Well how about keeping a sharp eye on the firm’s art collection? Not to mention Dick Fuld’s personal art collection worth more than $200 million at the top of the market. The 31st floor at Lehman Brothers looked more like a Sotheby’s art collection center than the nerve center of what had become a $750 billion hedge fund, which is exactly what Lehman had become by the summer of 2007…
In 2010, on the second anniversary of the collapse, big parts of Lehman Brothers’s corporate art collection actually did go to Sotheby’s to raise funds for its many creditors. The top lots were paintings by Julie Mehretu and Liu Ye, which went for $1 million and $960,000, respectively, followed by works from Mark Grotjahn, Neo Rauch, Gerhard Richter, John Baldessari, Olafur Eliasson, Glenn Ligon, Fang Lijun, and John Currin. It raised $12 million in all.
“It was a very provocative collection,” a Sotheby’s specialist said at the time.
(In Europe, Christie’s did the honors, raising about $2.5 million in a Lehman Bros. “Artwork and Ephemera” sale.)
All this is a footnote to the whole mess, of course. And it’s hard to say how seriously to take McDonald’s charge that executives’ preoccupation with gaining entry into “the $200 billion art club” played a role in causing them to take their eyes off of the ball. As a former Lehman VP himself, he has every reason to shift blame.
In The Weekend That Changed Wall Street, financial journalist Maria Bartiromo quotes an unnamed defender from Lehman, responding to McDonald’s charges: “To say Dick [Fuld] was not engaged is nonsense. Leading up to mid-September, he was working around the clock to save the firm.”

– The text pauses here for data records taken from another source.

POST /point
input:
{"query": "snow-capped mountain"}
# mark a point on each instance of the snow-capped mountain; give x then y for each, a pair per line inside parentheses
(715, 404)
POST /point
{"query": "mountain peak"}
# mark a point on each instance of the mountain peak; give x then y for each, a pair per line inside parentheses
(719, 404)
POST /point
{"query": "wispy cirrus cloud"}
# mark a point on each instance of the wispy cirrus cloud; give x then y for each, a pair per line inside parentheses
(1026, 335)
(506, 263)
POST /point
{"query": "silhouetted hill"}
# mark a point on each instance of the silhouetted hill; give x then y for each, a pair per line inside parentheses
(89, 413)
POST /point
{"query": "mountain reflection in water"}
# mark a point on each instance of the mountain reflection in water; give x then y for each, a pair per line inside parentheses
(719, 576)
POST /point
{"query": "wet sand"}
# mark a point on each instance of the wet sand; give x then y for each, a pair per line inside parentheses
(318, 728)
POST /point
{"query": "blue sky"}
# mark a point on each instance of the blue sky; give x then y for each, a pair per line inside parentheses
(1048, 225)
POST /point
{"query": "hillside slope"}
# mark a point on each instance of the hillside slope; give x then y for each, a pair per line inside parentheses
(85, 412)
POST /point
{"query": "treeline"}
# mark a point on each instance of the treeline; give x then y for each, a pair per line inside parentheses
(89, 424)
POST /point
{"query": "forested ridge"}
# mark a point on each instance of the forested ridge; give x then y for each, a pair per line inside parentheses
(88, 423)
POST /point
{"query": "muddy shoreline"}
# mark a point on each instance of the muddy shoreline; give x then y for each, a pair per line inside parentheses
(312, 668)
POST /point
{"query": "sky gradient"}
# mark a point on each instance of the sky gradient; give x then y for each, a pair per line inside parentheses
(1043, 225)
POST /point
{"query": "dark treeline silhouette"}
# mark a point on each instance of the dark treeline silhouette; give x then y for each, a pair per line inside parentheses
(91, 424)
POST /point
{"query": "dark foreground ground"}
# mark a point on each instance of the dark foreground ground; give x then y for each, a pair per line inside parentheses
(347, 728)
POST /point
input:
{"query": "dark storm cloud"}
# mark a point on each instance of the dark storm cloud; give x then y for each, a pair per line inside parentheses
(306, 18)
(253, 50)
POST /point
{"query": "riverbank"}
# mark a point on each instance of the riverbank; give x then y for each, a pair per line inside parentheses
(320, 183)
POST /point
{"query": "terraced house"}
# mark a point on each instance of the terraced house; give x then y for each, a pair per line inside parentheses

Still, Fuld was preoccupied enough with his art collecting that in August 2008—just when Lehman Brothers was already deep enough in crisis that it announced it would lay off 1,500 employees—he and his wife, Kathy Fuld, secured a $20 million auction guarantee from Christie’s to sell a suite of 16 drawings from their spectacular collection of modern art.
That sale took place in November of the same year, as the Treasury and Federal Reserve were cobbling together emergency rescue programs to save large swaths of the economy from being destroyed by the fallout of the Lehman Brothers crisis. The Fulds’ trove of pieces by Arshile Gorky, Barnett Newman, and Agnes Martin fetched $13.5 million.
Unsurprisingly in those circumstances, the total was a disappointment. It came in below the auction house’s low estimate of $15 million, and well below that $20 million guarantee—proving that Fuld had at least done a killer job in those final, frenzied months of looking out for himself, if not for the company that he had driven into the abyss.